Intrabullar injection of Haemophilus influenzae in mice that are depleted of macrophages by CCR2 deficiency and chlodronate liposomes results in prolonged neutrophilic infiltration in the middle ear mucosa and lumen and delayed clearance of infection (Hur et al., 2021). We were interested to explore the role of macrophage depletion in neutrophil clearance in the fluid filled bulla cavity. We first tested the uptake of Dil fluorescent labelled liposomes by target populations. In a 48 h time course, macrophage and monocyte populations in the peritoneum cavity, spleen and blood took up tracer Dil liposomes, but bulla populations did not (Supplementary Figures S2A–D). We next depleted systemic populations with two cycles of clodronate liposome treatment administered at 3–4 days intervals. This treatment reduced peritoneal populations from a median of 30% to 7% (Supplementary Figure S2E) but there was no detectable depletion of bulla cavity macrophage and monocyte populations or a change in neutrophil populations when expressed as percentage of CD45+ cells (Supplementary Figures S2F,G).

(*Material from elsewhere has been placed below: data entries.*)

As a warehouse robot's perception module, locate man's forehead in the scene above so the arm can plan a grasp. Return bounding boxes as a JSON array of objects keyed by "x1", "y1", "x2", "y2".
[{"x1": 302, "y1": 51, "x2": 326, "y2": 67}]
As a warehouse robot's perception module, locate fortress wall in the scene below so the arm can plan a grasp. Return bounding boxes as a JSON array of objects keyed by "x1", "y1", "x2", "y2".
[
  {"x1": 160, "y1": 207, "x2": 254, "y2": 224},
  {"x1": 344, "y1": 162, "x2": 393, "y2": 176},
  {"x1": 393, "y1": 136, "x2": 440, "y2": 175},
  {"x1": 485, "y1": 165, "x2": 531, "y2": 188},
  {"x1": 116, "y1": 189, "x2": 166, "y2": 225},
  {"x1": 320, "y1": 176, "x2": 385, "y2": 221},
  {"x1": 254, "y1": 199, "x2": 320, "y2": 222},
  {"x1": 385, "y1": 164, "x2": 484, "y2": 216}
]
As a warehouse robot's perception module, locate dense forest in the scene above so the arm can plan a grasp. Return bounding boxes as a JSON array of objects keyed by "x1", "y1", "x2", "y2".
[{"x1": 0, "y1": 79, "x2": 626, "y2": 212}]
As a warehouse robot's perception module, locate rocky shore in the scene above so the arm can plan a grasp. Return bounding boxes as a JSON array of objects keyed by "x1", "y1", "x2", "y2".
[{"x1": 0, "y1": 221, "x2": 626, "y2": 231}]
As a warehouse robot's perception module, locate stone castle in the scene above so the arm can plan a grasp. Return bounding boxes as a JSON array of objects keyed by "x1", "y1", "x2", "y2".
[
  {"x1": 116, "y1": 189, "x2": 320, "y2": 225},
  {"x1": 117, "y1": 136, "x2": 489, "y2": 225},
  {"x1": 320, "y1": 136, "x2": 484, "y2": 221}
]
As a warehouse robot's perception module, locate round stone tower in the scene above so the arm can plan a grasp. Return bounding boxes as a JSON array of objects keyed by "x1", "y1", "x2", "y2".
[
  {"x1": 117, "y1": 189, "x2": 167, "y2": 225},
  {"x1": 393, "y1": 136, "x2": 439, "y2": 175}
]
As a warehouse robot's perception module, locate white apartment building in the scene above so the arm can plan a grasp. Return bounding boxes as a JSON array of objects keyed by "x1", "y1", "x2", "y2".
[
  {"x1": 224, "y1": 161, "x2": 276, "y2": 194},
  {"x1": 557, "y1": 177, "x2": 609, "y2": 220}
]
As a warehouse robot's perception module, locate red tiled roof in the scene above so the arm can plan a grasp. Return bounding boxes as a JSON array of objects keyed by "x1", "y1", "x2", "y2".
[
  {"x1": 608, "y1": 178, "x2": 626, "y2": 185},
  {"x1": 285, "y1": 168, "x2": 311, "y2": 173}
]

Bulla mucosal thickness and effusion WBCs are positively correlated
Recent work documents the cell response pathways involved in OM associated bulla mucosal hyperplasia; these include PI3K/AKT/PTEN (Lee et al., 2020) and heparin-binding epidermal growth factor driven cellular proliferation (Sakamoto et al., 2022). Bulla mucosal thickening is a commonly used measure of inflammation severity and we found a correlation between mucosal thickness and lumen WBC density measured in tissue sections. Bulla mucosae of MecomJbo/+, Fbxo11Jf/+, and EdaTa are significantly thicker than wild-type controls (Figures 3A–C) and bulla cavity WBCs are elevated (Figures 3D–F). The reference ranges for healthy unaffected wild-type mucosa thickness were 12–28 μm, and 0–12 bulla cavity WBCs (5%–95% percentile range for n = 73 P21-P119 Mecom+/+, Fbxo11+/+ and FVB mice). We observed that 1/14 P22 MecomJbo/+ bullae; 1/35 P57-P223 Fbxo11Jf/+ bullae; 5/23 P21 and 5/25 P79-90 EdaTa bullae were within normal limits for both parameters. In individual bullae, WBCs and mucosal thickness are positively correlated (with and without the inclusion of data from “normal bullae”) (Figures 3G–I). Within individual mice there is no correlation for these parameters between contralateral bullae (Table 1). Furthermore severity of bulla inflammation is highly variable and not significantly higher in older mice (>P57) compared with weaning aged (P21) mice (Figures 3A–F).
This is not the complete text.